Tax evasion can occur for a number of reasons such as non-declared or under-reported income from work or domestic business activities, the failure to notify the taxing authorities of one’s presence in the country if he is carrying on taxable activities; the failure to report the full amount of income; the failure to pay over the proper amount of tax due; failure to report items or sources of taxable income, profits or gains where there is an obligation to provide such information or if the taxing authorities have made a request for such information (Kayaga, 2007). Tax evasion causes various inefficiencies in the economy. One negative effect of tax evasion (underground economy) is that it distorts reported data, and this often causes inefficiency in the economy (Embaye, 2007). Tax evasion affects the distribution of the tax burden as well as the resource cost of raising taxes. The resulting tax revenue loss may cause serious damage to the proper functioning of the public sector, threatening its capacity to finance its basic expenses.

Although Ghana’s revenue performance has improved over the years as a result of tax reforms, it is still comparatively low and clearly does not meet the country’s needs. The government must therefore implement measures aimed at improving its tax policy to increase government revenues and one key strategy is to reduce the evasion of tax in Ghana. This study therefore discusses the menace of tax evasion in Ghana.

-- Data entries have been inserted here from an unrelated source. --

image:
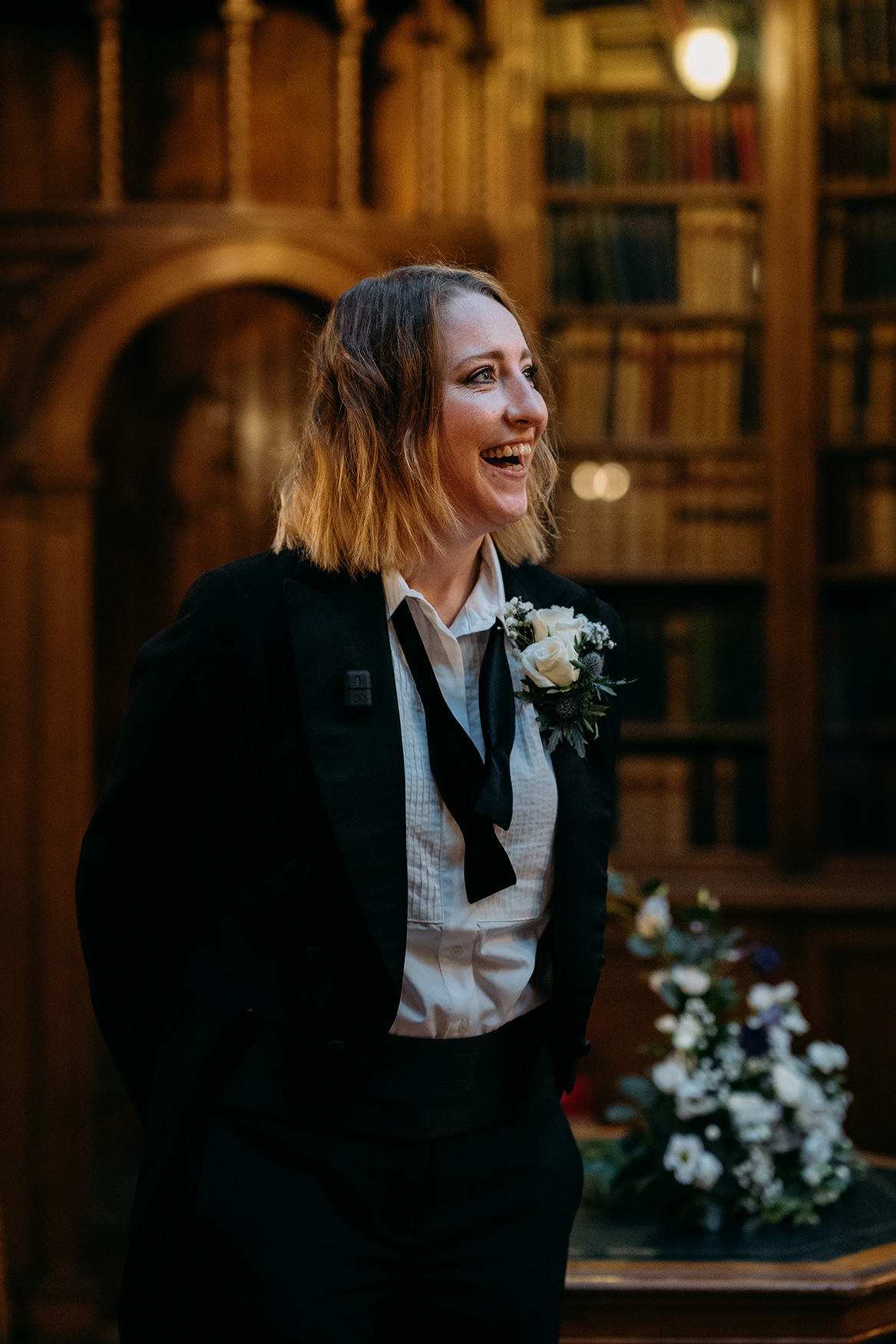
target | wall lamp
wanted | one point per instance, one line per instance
(706, 59)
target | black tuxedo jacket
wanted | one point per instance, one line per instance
(246, 867)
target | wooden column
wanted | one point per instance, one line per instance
(46, 781)
(431, 39)
(512, 145)
(789, 91)
(349, 102)
(107, 14)
(240, 16)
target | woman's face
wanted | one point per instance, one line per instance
(492, 415)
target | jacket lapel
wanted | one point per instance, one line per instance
(338, 625)
(584, 803)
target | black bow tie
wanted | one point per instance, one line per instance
(477, 793)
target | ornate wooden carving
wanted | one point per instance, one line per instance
(107, 14)
(433, 42)
(240, 16)
(349, 102)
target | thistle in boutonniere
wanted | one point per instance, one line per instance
(562, 657)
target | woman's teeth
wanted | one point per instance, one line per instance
(512, 452)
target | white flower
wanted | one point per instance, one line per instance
(600, 636)
(729, 1057)
(653, 917)
(688, 1032)
(683, 1157)
(692, 1100)
(708, 1171)
(826, 1057)
(752, 1116)
(817, 1148)
(547, 663)
(670, 1074)
(766, 996)
(789, 1084)
(560, 621)
(691, 978)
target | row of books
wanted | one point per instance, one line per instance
(858, 514)
(858, 252)
(858, 137)
(858, 382)
(675, 801)
(697, 515)
(693, 660)
(858, 41)
(704, 258)
(637, 382)
(591, 143)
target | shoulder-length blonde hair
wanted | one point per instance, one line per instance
(363, 491)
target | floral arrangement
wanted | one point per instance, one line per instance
(729, 1123)
(562, 656)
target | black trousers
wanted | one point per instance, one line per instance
(279, 1234)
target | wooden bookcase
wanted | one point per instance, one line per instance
(739, 554)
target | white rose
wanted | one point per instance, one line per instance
(670, 1074)
(761, 996)
(683, 1157)
(708, 1171)
(691, 978)
(688, 1032)
(557, 620)
(789, 1084)
(547, 663)
(653, 917)
(817, 1148)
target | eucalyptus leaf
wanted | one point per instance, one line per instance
(620, 1114)
(641, 1091)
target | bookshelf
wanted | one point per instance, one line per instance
(654, 308)
(720, 297)
(856, 422)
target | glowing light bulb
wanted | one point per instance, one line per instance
(611, 482)
(706, 61)
(606, 483)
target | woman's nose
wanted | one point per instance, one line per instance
(525, 402)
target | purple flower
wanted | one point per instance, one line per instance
(766, 960)
(754, 1041)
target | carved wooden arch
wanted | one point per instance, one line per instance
(62, 432)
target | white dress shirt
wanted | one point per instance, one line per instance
(469, 968)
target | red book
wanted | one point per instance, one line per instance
(702, 143)
(743, 123)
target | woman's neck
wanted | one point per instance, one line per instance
(448, 580)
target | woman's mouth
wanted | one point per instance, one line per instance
(508, 456)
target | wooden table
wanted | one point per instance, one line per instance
(633, 1279)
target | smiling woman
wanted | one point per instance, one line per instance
(342, 909)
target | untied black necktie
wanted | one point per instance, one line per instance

1.2        Statement of the Problem

Tax reforms have been an important component of broader economic reforms in developing countries which is geared towards an increase in public revenues by enlarging the tax base, improving tax mobilization techniques, introducing VAT, and improving the efficiency of tax administration by improving transparency and reducing corruption and tax evasion (Atuguba, 2006). Even though this has resulted in the improvements in revenue generation, many developing countries including Ghana have failed to generate the requisite tax revenue to finance their public expenditures (Adamopoulos, 2010). For example, tax revenue has only been enough to finance between 50-60% of total budgetary expenditures. Ghana has thus over the years failed to raise the tax revenue required to finance the public sectors (Fuest and Riedel, 2009). In 2005, the average tax revenue to GDP ratio was equal to 15%, and in the poorest countries, the group of low income countries, tax revenue was just 12% of GDP (Fuest and Riedel, 2009). Thus many developing countries including Ghana rely heavily on external development assistance to support budgetary implementation.